I am trying to understand the following idea that I found from some notes: Generally, a system with U(1) symmetry will have a conserved current: $\partial_{\mu}j^{\mu} = 0$. The notes then state that in the presence of a local operator $\mathcal{O}(x)$ with charge $q\in \mathbb{Z}$ under U(1), the continuity equation becomes: $\mathcal{O}(x)\partial_{\mu}j^{\mu}(x') = q\delta(x-x')\mathcal{O}(x)$. I just wanted to better understand the intuition behind this equation. How can I derive this?

 

[samalkhaiat]

\mathcal{O}(x)\partial_{\mu}j^{\mu}(x') = q\delta(x-x')\mathcal{O}(x)
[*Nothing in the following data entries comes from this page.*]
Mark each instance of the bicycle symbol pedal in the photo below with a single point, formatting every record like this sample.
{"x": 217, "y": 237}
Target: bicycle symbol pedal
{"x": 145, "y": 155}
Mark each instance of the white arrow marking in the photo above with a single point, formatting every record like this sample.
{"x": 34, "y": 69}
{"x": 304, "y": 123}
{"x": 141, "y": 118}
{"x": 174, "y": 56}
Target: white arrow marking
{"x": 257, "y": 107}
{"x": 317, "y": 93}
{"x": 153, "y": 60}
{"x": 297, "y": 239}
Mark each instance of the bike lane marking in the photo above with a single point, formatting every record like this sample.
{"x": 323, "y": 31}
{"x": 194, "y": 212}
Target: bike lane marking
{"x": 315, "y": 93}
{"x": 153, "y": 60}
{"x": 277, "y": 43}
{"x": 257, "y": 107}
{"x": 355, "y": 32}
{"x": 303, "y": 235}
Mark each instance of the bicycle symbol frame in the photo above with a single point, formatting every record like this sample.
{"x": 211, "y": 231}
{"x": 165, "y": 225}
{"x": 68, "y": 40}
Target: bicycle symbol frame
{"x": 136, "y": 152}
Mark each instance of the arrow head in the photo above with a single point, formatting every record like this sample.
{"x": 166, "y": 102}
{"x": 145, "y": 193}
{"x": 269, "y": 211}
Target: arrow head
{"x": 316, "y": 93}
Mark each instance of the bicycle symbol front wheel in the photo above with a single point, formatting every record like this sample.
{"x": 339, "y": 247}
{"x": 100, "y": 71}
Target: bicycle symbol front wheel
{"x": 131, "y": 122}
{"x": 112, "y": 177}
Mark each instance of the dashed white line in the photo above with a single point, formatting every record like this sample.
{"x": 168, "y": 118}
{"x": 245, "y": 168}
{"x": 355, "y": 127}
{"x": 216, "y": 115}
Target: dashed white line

It is not clear what meaning one can associate with the product of operators on the left hand side.

I you have an exact symmetry, then the Noether current is conserved, i.e., \partial_{\mu}j^{\mu}(x) = 0, and its associated charge, Q = \int d^{3}x \ j^{0}(x), generates the correct infinitesimal symmetry transformation of local operators: \left[Q , \mathcal{O}(y)\right] = \delta \mathcal{O}(y) = - i q \mathcal{O}(y) , or \left[ j^{0}(x) , \mathcal{O}(y) \right] = -i q \delta^{3}(\vec{x} - \vec{y}) \mathcal{O}(y) . \ \ \ \ (1)

Now consider the following time-ordered product T\left( j^{\mu}(x)\mathcal{O}(y)\right) \equiv j^{\mu}(x)\mathcal{O}(y)\theta (x^{0} - y^{0}) + \mathcal{O}(y)j^{\mu}(x) \theta (y^{0} - x^{0}) . Differentiation gives you \frac{\partial}{\partial x^{\mu}} T\left(j^{\mu}(x)\mathcal{O}(y) \right) = T\left( \partial_{\mu}j^{\mu}(x) \mathcal{O}(y)\right) + \delta (x^{0} - y^{0}) \left[ j^{0}(x) , \mathcal{O}(y)\right] . If the symmetry is exact, then current conservation and eq(1) give you the following (Ward identity):

\partial_{\mu}^{(x)} \left( T\left( j^{\mu}(x)\mathcal{O}(y)\right)\right) = - i q \delta^{4}(x - y) \mathcal{O}(y).